New video of the epic Tijuana sewage spill shows cars splashing through the waste as they pass by, the mess bubbling up into the roads. But the video isn't the only news from the border town. On Monday it was announced that the spill in the Tijuana River Valley is worse than originally thought.
Officials say they estimate 230 million gallons of raw sewage spilled into the water. The initial estimate was 143 million gallons.
Pollution from Mexico has plagued the South Bay for decades. Now, a major accident is making headlines. Congressman Scott Peters learned of the new 230-million gallon number as he looked over the estuary.
"It's a pretty staggering number; this is a sensitive eco-system and it's been functioning as a sewer for the last little while," he said. "We want to make sure we get ahold of this infrastructure problem and this kind of thing doesn't happen again."
The Congressman is especially upset about the time it's taking to get answers about the spill.
"We didn't see that 'reach across the border' on either side and that's perplexing," he said. "People have been stonewalling but we have been asking; as soon as this sewage spill started, we could smell it in Imperial Beach."
37 years ago, then-Imperial Beach Mayor Brian Bilbray jumped onto a skip-loader and began building a dam in the valley. That got a lot of attention and led to promises.
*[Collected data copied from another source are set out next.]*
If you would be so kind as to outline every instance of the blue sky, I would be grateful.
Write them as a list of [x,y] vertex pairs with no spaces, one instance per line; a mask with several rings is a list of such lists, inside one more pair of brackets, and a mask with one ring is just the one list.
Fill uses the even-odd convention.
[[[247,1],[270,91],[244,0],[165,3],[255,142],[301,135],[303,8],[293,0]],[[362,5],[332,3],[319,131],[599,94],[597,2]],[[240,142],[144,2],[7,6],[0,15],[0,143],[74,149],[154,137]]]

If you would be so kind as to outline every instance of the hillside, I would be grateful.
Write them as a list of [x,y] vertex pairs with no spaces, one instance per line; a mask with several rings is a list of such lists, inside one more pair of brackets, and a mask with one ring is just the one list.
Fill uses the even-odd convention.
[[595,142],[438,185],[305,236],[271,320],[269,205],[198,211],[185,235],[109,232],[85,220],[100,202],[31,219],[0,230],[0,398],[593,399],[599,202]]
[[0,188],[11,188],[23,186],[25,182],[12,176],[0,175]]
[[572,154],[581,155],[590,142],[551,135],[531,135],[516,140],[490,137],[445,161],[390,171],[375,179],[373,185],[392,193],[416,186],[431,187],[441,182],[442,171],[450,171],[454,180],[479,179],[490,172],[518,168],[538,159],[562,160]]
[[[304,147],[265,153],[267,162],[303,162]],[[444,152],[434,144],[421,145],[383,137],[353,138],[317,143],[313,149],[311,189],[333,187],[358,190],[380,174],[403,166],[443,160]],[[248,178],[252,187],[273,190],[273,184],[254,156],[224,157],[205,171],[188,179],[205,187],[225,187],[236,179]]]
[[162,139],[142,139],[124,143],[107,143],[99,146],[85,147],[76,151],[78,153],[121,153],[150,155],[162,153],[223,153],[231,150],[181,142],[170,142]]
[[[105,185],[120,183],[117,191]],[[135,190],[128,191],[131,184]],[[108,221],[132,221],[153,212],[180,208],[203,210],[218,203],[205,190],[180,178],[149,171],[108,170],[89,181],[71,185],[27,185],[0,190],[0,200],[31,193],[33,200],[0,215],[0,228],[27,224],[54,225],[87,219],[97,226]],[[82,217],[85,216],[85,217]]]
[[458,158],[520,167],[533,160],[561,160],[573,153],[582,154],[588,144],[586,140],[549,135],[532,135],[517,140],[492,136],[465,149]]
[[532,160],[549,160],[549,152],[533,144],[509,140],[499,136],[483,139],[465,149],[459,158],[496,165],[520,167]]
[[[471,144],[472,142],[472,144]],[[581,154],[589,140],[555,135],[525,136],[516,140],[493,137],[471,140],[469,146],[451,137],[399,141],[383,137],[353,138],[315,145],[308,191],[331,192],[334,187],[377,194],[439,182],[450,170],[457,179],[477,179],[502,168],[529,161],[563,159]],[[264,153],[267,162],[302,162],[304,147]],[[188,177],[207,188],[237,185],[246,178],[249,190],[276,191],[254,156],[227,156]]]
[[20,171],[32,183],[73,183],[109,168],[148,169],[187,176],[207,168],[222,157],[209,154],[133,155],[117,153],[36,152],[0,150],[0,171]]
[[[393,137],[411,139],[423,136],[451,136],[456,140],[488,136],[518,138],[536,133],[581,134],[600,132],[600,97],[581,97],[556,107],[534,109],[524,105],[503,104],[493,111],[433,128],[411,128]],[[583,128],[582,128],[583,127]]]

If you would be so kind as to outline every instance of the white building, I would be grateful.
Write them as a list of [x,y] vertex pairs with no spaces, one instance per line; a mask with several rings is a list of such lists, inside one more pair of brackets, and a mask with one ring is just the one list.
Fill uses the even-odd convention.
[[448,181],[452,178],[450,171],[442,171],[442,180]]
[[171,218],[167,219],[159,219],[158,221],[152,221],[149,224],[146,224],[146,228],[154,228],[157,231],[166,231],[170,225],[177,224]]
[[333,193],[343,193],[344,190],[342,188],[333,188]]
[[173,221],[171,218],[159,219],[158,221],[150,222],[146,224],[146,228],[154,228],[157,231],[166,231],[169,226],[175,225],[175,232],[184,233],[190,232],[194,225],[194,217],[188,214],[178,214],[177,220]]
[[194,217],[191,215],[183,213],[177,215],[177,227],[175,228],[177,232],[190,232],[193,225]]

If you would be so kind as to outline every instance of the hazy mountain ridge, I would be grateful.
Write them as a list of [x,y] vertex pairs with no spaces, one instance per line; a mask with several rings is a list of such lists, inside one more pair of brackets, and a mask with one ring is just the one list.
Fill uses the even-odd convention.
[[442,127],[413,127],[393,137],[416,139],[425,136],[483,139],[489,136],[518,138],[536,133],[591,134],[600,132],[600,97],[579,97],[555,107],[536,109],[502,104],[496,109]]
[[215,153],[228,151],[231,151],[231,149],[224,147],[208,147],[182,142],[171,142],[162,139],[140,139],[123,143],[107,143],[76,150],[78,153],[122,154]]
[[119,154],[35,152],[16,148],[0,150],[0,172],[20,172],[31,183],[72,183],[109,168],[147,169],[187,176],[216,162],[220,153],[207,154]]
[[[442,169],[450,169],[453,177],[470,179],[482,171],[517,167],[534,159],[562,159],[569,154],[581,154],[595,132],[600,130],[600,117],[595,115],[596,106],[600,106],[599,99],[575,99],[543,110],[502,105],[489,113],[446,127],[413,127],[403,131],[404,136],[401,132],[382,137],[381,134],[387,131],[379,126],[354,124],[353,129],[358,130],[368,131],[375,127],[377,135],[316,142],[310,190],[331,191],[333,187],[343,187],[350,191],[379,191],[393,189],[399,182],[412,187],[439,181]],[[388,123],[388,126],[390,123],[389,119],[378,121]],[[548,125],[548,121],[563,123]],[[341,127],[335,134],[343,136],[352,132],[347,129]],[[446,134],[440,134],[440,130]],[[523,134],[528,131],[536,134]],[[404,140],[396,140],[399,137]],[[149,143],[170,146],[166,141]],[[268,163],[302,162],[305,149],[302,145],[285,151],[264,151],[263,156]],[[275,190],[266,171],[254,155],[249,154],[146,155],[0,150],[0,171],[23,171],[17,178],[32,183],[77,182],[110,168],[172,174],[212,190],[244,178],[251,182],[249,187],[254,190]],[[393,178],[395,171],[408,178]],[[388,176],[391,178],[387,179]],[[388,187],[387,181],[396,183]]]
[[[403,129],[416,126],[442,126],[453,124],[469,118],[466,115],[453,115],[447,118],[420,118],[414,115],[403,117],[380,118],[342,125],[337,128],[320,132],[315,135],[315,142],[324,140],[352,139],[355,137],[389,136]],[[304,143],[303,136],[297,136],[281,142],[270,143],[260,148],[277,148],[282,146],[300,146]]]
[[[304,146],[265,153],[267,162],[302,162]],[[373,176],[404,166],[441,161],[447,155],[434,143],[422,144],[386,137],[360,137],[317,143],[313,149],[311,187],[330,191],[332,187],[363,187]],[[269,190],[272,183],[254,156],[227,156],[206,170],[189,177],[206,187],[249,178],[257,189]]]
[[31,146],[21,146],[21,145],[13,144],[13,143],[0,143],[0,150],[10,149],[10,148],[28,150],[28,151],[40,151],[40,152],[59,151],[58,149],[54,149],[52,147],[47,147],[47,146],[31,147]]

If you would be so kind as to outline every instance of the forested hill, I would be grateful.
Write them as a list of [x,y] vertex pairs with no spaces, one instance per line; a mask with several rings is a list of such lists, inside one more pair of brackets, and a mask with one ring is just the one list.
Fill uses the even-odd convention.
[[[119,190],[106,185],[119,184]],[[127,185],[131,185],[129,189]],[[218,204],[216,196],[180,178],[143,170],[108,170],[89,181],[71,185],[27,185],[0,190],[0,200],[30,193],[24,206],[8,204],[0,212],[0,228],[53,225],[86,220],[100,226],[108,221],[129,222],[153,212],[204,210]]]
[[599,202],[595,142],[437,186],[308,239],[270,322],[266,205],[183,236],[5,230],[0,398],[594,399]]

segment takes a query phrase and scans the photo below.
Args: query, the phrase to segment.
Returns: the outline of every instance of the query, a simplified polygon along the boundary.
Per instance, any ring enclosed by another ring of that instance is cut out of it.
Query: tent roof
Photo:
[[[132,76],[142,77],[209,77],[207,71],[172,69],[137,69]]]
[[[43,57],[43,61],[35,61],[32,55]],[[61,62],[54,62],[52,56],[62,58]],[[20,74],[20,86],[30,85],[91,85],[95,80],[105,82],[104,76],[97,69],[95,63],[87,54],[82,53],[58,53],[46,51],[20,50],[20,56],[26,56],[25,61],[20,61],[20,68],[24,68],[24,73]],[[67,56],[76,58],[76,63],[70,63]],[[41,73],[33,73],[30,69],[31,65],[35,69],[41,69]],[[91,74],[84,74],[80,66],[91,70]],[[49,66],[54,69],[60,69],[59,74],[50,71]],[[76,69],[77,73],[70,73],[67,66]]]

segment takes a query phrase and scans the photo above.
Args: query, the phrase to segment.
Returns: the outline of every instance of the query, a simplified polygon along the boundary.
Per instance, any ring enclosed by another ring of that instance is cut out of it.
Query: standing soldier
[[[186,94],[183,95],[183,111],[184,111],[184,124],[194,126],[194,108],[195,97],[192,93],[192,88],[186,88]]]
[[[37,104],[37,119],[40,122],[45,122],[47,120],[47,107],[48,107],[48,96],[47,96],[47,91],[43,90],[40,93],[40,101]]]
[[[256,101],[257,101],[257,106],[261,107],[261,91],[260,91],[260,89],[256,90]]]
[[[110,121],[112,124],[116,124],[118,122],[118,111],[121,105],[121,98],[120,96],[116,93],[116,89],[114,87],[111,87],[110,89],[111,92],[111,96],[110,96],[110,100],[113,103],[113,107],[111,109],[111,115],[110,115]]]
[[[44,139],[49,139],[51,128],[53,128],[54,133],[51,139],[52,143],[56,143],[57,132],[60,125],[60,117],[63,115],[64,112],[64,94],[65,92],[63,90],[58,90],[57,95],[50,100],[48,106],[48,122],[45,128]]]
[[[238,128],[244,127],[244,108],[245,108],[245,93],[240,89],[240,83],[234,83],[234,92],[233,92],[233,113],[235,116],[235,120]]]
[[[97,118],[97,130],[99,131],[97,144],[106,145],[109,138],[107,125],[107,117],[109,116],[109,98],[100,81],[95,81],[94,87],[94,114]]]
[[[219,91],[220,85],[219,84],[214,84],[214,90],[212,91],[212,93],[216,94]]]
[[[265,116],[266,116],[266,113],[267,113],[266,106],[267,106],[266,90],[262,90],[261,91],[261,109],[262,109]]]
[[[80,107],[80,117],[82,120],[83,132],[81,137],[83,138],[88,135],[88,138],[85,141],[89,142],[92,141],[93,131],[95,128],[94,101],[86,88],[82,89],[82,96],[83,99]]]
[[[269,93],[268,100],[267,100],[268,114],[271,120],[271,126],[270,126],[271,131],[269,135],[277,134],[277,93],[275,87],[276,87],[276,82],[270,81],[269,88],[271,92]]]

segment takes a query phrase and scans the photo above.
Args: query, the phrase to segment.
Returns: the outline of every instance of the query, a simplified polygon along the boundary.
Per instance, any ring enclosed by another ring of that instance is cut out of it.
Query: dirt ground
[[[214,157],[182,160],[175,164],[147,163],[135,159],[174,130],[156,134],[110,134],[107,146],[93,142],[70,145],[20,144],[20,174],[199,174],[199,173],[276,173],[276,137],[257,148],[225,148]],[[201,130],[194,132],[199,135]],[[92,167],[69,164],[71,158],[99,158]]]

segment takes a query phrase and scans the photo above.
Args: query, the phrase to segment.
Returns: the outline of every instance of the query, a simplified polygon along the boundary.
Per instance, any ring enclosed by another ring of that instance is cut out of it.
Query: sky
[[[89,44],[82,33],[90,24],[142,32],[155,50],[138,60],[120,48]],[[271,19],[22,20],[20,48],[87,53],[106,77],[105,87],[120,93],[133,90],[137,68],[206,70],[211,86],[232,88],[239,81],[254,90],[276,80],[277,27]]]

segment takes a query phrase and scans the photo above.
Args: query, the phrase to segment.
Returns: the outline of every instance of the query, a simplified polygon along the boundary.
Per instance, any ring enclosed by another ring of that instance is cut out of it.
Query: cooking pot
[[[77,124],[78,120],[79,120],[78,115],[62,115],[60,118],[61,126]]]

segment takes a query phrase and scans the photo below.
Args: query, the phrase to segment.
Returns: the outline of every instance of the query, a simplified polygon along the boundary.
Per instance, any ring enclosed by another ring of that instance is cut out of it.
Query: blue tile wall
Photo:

Today, he's a retired Congressman who thinks there's one solution.
"Tours aren't going to solve the problem," Bilbray said. "The key is he's got to be willing to be tough enough to tell Mexico there will be repercussions on Mexico if they pollute the United States side."
Congressman Peters sent a letter to the secretary of state and the Environental Protection Agency asking for accountability. 10News will continue to follow the story, to see what response he Congressman Peters gets.